Review by Booklist Review

Peter Bourne, Viscount Penvale, finally has a chance to buy back his family's country home, Trethwick Abbey, from his uncle John. There is just one problem. In order for John to sell Trethwick Abbey to Penvale, he insists that Penvale wed his ward Jane Spencer. While Jane would like nothing better than to rid herself of the annoying, intrusive presence of her guardian, she isn't exactly sure that trading him in for Penvale is a step in the right direction. Fortunately for Jane, she has a plan to ensure that her new husband leaves her alone at Trethwick Abbey: convince him that it is haunted. With a refreshingly acerbic sense of wit Jane Austen might have admired as well as a plot that gives a clever nod to the screwball spooky delights of Austen's Gothic-tinged Northanger Abbey and the novels of Mrs. Radcliffe, Waters (To Marry and to Meddle, 2022) proves she is in fine literary fettle as she dexterously delivers another sublimely satisfying addition to her completely charming Regency Vows series.

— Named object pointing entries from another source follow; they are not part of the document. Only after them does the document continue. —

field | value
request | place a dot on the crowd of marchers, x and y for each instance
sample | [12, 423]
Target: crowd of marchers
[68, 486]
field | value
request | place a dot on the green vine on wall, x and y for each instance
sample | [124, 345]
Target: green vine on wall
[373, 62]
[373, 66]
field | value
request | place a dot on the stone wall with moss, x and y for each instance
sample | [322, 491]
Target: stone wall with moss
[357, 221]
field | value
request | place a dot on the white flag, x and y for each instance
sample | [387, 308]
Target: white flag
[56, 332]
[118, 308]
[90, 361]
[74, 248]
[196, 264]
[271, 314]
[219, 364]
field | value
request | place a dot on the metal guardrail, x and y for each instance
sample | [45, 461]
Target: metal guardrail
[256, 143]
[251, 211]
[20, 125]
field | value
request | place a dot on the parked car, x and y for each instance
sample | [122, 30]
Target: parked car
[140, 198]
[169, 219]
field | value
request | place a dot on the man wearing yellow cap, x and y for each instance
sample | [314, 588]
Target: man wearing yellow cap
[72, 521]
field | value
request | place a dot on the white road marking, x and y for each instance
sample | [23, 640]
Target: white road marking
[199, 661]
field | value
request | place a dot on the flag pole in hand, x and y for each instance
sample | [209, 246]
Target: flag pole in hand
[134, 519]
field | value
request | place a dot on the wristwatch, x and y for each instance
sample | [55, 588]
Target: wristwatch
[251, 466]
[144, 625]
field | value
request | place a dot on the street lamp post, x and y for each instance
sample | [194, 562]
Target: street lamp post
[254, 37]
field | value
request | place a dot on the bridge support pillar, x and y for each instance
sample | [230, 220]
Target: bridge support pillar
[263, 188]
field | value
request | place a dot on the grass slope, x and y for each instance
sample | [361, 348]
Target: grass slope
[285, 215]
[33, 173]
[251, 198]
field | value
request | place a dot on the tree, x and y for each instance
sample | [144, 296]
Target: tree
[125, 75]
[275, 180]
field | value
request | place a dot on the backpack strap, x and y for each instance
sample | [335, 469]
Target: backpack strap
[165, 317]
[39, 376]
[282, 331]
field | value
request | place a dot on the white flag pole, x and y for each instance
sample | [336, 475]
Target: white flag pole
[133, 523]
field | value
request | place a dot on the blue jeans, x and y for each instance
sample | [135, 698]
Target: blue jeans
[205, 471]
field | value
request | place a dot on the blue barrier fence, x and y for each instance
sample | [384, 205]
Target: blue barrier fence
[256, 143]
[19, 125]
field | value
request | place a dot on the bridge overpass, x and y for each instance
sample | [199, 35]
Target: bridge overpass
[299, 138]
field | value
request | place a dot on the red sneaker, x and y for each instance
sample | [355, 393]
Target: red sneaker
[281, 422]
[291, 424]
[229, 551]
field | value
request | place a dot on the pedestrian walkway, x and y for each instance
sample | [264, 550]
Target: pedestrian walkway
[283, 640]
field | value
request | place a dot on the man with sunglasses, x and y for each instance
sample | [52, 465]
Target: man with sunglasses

From Booklist, Copyright (c) American Library Association. Used with permission.
Review by Publisher's Weekly Review

An elaborate hoax leads to unexpected love in Waters's satisfying, slow-burning fourth Regency Vows romance (after To Marry and to Meddle). Jane Spencer has been enjoying her freedom in Cornwall's Trethwick Abbey since the death of her parents and has no intention of allowing a marriage of convenience to Peter Bourne, seventh Viscount Penvale, to cramp her style. She intends to force him to abandon her in the country by convincing him the house is haunted with the help of her faithful staff. Unfortunately, Peter doesn't believe in ghosts and only agreed to the marriage to regain possession of Trethwick Abbey, his childhood home, so he's not easily driven out. The constant disturbances are irritating however, so he plays along when Jane not so innocently suggests the trouble could be a haunting, hoping to catch the mastermind behind the scheme. As he and Jane wander the halls in search of the undead, they discover to their surprise that they actually enjoy being around each other. Love blossoms, but even after their relationship transitions into a true marriage, their shaky foundation threatens their romance. The pace is somewhat uneven, but the goofy faux ghosts and Jane's hilariously blunt personality set this apart. Series fans won't be disappointed. Agent: Taylor Haggerty, Root Literary. (Apr.)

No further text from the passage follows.